Tuesday, July 8, 2014
Contraband and the Shame Method of Parenting
At our Ma/Pa training, we role-played the shake down we were to do with our new children. Put a hand on each shoulder, look meaningfully into their eyes, and ask with great sincerity, using their name, “Johnny, is there anything in your bucket that should NOT be in your bucket?” Smile, wait silently. “Johnny, is there anything taped to your body or hidden in secret pockets?” When they begin to sweat and twitch, you break the shoulder hold, thus ending the Vulcan mind-meld, spread out your apron, and collect the Speed Stick, Juicy Fruit, and electronic devices that would come pouring forth. Unfortunately, I’ve never been much of a touchy-feely person and staring games make me uncomfortable, so just to initiate conversation, early-on in our trek, I asked, “If any of you could bring an item of contraband, which I’m SURE you wouldn’t, but IF you could, what would it be?”
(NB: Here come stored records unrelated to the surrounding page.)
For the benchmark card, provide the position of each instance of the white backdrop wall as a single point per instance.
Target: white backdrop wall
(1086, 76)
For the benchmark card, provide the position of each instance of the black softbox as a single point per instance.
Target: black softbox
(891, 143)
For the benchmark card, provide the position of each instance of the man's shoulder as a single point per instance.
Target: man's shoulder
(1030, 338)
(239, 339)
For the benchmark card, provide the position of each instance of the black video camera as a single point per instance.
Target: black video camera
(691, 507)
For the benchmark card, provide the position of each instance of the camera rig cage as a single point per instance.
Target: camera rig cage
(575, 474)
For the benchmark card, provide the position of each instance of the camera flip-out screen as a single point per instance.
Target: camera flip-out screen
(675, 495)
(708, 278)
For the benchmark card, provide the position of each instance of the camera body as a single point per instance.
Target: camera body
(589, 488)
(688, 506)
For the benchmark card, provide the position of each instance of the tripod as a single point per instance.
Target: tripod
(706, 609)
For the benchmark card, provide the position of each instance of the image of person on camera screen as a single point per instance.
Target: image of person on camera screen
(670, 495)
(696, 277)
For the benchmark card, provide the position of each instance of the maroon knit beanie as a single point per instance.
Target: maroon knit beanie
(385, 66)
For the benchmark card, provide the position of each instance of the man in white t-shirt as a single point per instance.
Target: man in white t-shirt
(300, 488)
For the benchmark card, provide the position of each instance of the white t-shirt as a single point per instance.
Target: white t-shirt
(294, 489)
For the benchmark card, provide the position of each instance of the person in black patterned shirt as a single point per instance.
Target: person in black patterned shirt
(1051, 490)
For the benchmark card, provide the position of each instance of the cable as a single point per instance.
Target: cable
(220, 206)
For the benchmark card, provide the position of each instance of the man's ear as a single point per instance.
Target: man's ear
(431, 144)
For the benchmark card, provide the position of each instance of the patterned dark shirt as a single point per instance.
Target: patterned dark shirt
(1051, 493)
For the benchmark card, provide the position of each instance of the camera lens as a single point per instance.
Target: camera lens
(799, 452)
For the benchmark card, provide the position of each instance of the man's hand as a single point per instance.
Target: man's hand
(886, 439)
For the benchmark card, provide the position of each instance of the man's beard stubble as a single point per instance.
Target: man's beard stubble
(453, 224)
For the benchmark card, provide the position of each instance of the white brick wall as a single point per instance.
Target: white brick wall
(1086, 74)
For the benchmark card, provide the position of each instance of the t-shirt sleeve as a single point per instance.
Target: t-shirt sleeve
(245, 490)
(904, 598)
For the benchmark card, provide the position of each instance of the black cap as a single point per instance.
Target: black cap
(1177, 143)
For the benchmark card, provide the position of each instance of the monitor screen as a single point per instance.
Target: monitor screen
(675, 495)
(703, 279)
After trek finished, one of my daughters said that that single question shamed her into not using the deodorant she’d hidden away in her sleeping bag. One morning, after a soggy night, Pa Beck hung a certain other daughter’s damp sleeping bag out to dry. From the bag, rained down contraband items enough to secure her a warm welcome at the next Walla Walla young women’s night. We’ll never know if my shame-them-into-submission question worked on all of our contraband-toting children or if the owner of this sleeping bag actually used her deodorant, but I will say that I never detected an unpleasant aroma coming from her direction. Pa Beck just laughed and re-deposited the contraband back into the bottom of her sleeping bag. I wonder if reading this, every single one of our daughters will wonder if I'm talking about her. To each one of them, the answer is yes, it’s you.